In the final hours, the two candidates concentrated on appeals to undecided voters in the key swing states. Gore went to Iowa, Missouri, Michigan and Florida before heading home to Carthage, Tennessee. Bush made stops in Arkansas and Tennessee, home turf of the President Clinton and Al Gore, prior to voting in Austin, Texas.

They also intensified their attacks on each other’s agendas. Gore characterized Bush's tax cut as tantamount to "class warfare on behalf of billionaires." Bush said Gore would bloat the government with costly social programs and chided Gore for scaring senior citizens about Bush’s proposals to privatize parts of social security.

Battling for electoral votes state by state, candidates traded leads throughout the night as Gore won in some traditionally Republican states while Bush prevailed in Democratic strongholds like Tennessee and Missouri.

The vice president came out early, winning in key battleground states according to early exit polls. He carried Michigan, Pennsylvania and New York. In key battleground states, it was also a toss-up. Gore won in Minnesota, while Bush took Missouri. It became apparent close states scattered across the nation would determine the election.

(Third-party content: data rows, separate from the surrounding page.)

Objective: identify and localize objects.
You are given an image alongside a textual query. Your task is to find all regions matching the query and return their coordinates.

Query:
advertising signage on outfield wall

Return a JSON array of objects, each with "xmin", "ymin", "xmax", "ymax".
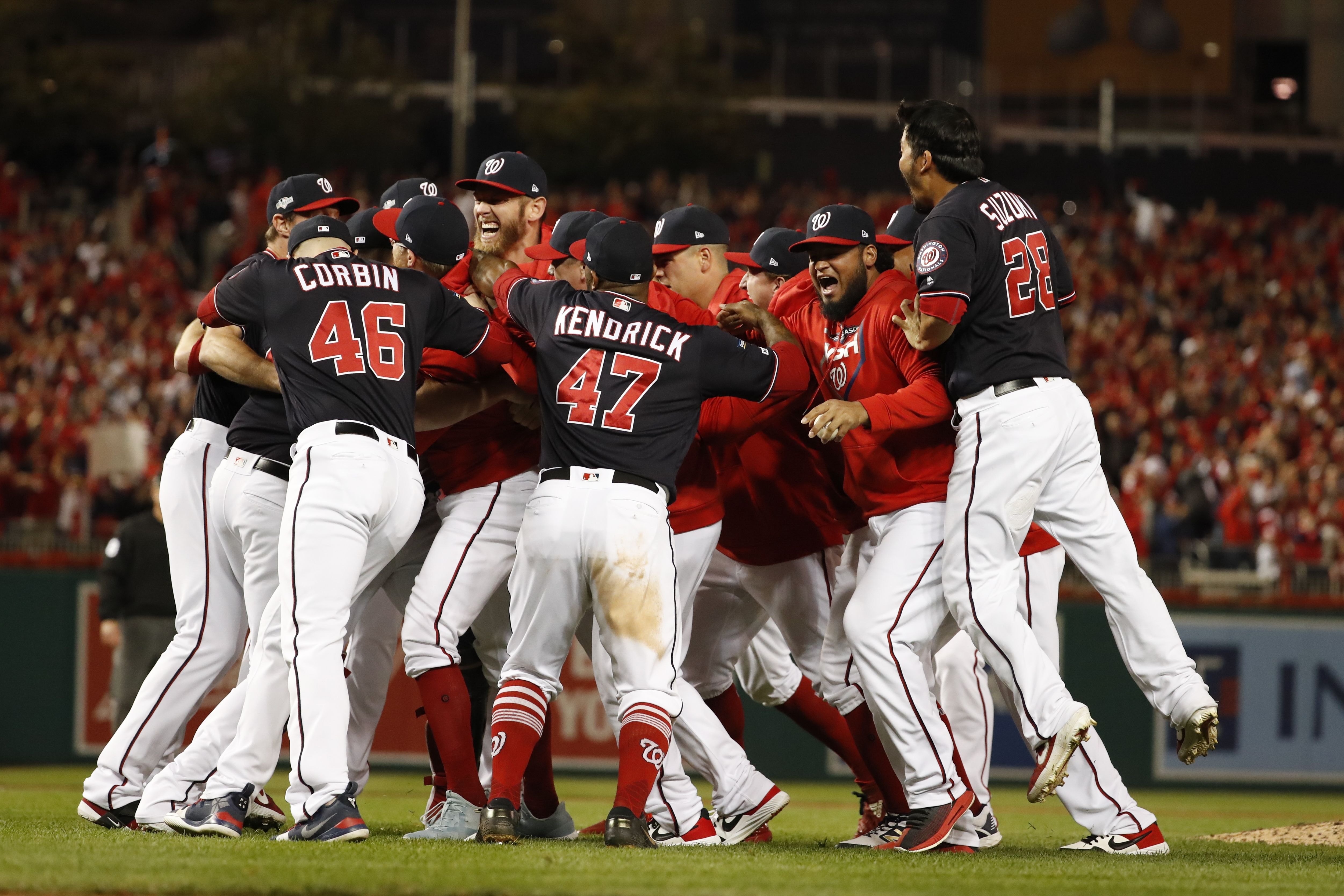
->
[{"xmin": 1153, "ymin": 613, "xmax": 1344, "ymax": 785}]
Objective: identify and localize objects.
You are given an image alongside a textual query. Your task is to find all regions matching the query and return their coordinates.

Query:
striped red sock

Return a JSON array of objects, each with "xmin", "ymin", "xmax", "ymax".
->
[
  {"xmin": 491, "ymin": 678, "xmax": 546, "ymax": 809},
  {"xmin": 611, "ymin": 703, "xmax": 672, "ymax": 815},
  {"xmin": 523, "ymin": 709, "xmax": 560, "ymax": 818},
  {"xmin": 704, "ymin": 685, "xmax": 747, "ymax": 750},
  {"xmin": 415, "ymin": 666, "xmax": 485, "ymax": 806},
  {"xmin": 778, "ymin": 676, "xmax": 872, "ymax": 786},
  {"xmin": 844, "ymin": 703, "xmax": 910, "ymax": 814}
]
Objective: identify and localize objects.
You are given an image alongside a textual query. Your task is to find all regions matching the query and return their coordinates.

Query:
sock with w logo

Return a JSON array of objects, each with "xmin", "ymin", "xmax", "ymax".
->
[
  {"xmin": 613, "ymin": 703, "xmax": 672, "ymax": 815},
  {"xmin": 491, "ymin": 678, "xmax": 546, "ymax": 809}
]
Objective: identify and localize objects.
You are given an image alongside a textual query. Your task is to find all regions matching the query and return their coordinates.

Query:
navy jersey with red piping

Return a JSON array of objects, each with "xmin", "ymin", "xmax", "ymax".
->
[
  {"xmin": 197, "ymin": 248, "xmax": 515, "ymax": 442},
  {"xmin": 225, "ymin": 248, "xmax": 294, "ymax": 464},
  {"xmin": 495, "ymin": 270, "xmax": 808, "ymax": 490},
  {"xmin": 915, "ymin": 177, "xmax": 1074, "ymax": 399}
]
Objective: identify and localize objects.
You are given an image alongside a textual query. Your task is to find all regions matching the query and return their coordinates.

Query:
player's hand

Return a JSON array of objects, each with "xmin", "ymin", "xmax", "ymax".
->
[
  {"xmin": 98, "ymin": 619, "xmax": 121, "ymax": 650},
  {"xmin": 508, "ymin": 392, "xmax": 542, "ymax": 430},
  {"xmin": 802, "ymin": 399, "xmax": 868, "ymax": 442},
  {"xmin": 719, "ymin": 302, "xmax": 765, "ymax": 334},
  {"xmin": 470, "ymin": 248, "xmax": 517, "ymax": 298}
]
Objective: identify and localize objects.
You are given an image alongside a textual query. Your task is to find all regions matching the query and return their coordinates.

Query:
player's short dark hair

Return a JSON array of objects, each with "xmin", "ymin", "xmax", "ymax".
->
[{"xmin": 896, "ymin": 99, "xmax": 985, "ymax": 184}]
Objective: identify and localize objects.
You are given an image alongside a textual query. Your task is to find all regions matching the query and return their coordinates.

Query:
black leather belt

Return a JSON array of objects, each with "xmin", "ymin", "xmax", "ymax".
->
[
  {"xmin": 336, "ymin": 420, "xmax": 419, "ymax": 461},
  {"xmin": 540, "ymin": 466, "xmax": 662, "ymax": 494},
  {"xmin": 995, "ymin": 376, "xmax": 1036, "ymax": 398}
]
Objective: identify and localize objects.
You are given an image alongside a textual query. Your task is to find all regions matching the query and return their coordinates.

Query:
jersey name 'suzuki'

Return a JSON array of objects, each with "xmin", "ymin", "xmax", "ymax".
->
[
  {"xmin": 554, "ymin": 305, "xmax": 691, "ymax": 361},
  {"xmin": 293, "ymin": 262, "xmax": 401, "ymax": 293}
]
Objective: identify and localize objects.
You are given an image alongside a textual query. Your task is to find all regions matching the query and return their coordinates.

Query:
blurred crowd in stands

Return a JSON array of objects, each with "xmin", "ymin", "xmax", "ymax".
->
[{"xmin": 0, "ymin": 150, "xmax": 1344, "ymax": 592}]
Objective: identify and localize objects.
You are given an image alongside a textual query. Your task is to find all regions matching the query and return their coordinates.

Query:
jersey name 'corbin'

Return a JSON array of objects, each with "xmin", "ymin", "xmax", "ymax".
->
[{"xmin": 554, "ymin": 305, "xmax": 691, "ymax": 361}]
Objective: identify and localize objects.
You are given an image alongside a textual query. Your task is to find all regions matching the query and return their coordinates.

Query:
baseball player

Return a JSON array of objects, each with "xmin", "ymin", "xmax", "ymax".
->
[
  {"xmin": 653, "ymin": 205, "xmax": 746, "ymax": 314},
  {"xmin": 79, "ymin": 175, "xmax": 359, "ymax": 828},
  {"xmin": 197, "ymin": 216, "xmax": 513, "ymax": 841},
  {"xmin": 896, "ymin": 101, "xmax": 1218, "ymax": 801},
  {"xmin": 473, "ymin": 219, "xmax": 806, "ymax": 846},
  {"xmin": 720, "ymin": 205, "xmax": 978, "ymax": 852}
]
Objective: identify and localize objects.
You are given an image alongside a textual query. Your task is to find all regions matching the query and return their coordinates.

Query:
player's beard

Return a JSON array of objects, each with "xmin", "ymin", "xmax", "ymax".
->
[
  {"xmin": 813, "ymin": 270, "xmax": 868, "ymax": 321},
  {"xmin": 476, "ymin": 208, "xmax": 527, "ymax": 255}
]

"I think it looks like Bush just had a lead that was greater than Gore had time to catch up to," said pollster David Binder. "His message ‘Gore trusts the government, I trust you’ was a very effective appeal to moderates."

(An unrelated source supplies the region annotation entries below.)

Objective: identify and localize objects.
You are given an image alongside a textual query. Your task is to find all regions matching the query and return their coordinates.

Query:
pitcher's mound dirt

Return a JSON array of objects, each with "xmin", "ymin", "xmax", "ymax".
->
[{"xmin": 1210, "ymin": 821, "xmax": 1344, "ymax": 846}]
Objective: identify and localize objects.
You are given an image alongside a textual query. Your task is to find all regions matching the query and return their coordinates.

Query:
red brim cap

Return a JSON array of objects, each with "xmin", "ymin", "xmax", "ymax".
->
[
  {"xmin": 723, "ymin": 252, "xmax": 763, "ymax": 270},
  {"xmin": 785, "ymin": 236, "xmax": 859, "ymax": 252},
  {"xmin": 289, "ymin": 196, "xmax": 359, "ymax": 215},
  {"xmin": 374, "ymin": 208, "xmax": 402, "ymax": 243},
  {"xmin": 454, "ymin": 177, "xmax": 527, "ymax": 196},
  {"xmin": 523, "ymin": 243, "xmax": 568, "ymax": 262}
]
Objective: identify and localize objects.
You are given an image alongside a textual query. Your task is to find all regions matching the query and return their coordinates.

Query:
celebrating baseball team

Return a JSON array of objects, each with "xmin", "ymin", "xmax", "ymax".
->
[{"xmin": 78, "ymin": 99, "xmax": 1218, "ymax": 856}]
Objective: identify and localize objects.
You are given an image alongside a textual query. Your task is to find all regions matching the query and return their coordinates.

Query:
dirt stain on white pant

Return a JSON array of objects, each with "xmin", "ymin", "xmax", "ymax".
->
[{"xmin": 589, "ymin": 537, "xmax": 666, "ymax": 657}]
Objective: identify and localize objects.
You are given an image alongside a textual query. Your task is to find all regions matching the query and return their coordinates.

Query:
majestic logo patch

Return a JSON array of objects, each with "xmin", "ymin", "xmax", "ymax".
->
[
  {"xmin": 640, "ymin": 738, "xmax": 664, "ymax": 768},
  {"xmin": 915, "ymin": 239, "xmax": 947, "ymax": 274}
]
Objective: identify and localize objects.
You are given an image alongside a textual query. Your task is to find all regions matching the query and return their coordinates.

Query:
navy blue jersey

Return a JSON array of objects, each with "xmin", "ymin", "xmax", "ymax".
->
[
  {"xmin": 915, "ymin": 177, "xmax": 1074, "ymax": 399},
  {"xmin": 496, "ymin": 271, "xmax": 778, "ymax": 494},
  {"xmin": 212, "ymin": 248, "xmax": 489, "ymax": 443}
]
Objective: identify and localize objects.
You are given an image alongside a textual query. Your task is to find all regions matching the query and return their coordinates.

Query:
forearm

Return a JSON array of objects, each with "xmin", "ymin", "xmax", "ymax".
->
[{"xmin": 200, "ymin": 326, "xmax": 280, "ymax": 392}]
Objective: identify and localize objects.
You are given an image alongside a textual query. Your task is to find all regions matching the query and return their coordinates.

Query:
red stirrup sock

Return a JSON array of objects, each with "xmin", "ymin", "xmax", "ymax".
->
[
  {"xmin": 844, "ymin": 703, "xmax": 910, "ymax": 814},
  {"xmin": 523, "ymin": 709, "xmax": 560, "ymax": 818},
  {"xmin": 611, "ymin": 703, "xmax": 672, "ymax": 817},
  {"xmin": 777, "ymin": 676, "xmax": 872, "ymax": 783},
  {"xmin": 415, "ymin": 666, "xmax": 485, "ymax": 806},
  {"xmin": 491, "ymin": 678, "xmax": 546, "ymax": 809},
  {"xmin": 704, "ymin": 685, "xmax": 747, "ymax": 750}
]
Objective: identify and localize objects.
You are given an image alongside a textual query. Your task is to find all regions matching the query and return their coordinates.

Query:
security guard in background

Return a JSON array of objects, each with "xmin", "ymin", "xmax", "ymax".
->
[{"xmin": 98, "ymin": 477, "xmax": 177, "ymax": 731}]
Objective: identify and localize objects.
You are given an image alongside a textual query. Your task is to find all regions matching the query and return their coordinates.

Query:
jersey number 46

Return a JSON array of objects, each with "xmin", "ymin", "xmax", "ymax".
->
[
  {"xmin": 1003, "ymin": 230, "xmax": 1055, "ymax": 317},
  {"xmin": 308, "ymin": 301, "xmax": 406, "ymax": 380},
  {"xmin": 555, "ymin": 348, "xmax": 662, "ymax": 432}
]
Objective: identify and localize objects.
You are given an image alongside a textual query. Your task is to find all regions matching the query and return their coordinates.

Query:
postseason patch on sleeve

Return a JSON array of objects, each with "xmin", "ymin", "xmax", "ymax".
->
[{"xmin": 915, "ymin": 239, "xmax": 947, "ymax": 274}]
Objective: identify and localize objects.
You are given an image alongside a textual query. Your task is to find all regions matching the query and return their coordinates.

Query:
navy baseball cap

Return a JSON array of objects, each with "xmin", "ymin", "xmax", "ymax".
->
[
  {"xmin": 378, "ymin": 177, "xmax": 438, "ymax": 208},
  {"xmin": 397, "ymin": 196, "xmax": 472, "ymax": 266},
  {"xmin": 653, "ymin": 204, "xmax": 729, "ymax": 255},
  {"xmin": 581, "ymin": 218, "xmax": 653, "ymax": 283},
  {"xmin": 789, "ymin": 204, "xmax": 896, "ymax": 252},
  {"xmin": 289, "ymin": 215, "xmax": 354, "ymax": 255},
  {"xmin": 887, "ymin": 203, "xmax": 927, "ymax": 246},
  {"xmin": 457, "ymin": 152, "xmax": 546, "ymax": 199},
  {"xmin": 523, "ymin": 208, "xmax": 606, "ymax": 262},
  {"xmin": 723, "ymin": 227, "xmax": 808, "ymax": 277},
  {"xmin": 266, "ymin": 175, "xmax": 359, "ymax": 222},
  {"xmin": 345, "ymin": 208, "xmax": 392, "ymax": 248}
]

Bush seemed to withstand problems in the final days of the campaign. Even as he attacked the character of the previous administration and President Clinton, a Maine TV news reporter broke the story that Bush had been arrested there for drinking and driving in 1976.

Bush gave up drinking altogether 10 years later, but the event again brought up the issue about his reluctance to provide details of admitted "youthful indiscretions" and his refusal to answer questions about whether or not he engaged in illegal drug use.

In a campaign that seemed to defy tradition, Gore, who was openly criticized by reporters and pundits for exaggerating on certain points, was having trouble taking credit for the administration’s economic success.

"I think there was a lot of stupidity on the part of the Gore camp. They allowed Gore to continue exaggerating when it was very obvious he was going to get jumped on for that," said Cain, who thought Gore should have placed more stress on prosperity as a campaign theme.

But the Vice President, who repeatedly told voters they should regard him as his own man, seemed concerned that any association with Clinton would remind voters of the president’s marital infidelities and other White House scandals.
"Gore was trying to separate himself from the achievements of the last eight years," Cain said. "I think he could have separated from Clinton and still been his own man."

Many Gore loyalists were privately critical that he failed to utilize Clinton, who is considered one of the great political stumpers.

Clinton made a campaign push only in California during the campaign's last week. Gov. Gray Davis said he asked Clinton to come to California specifically to increase turnout of Gore voters.

Pollster Merv Field estimated over 70 percent of California’s registered voters went to the polls Tuesday.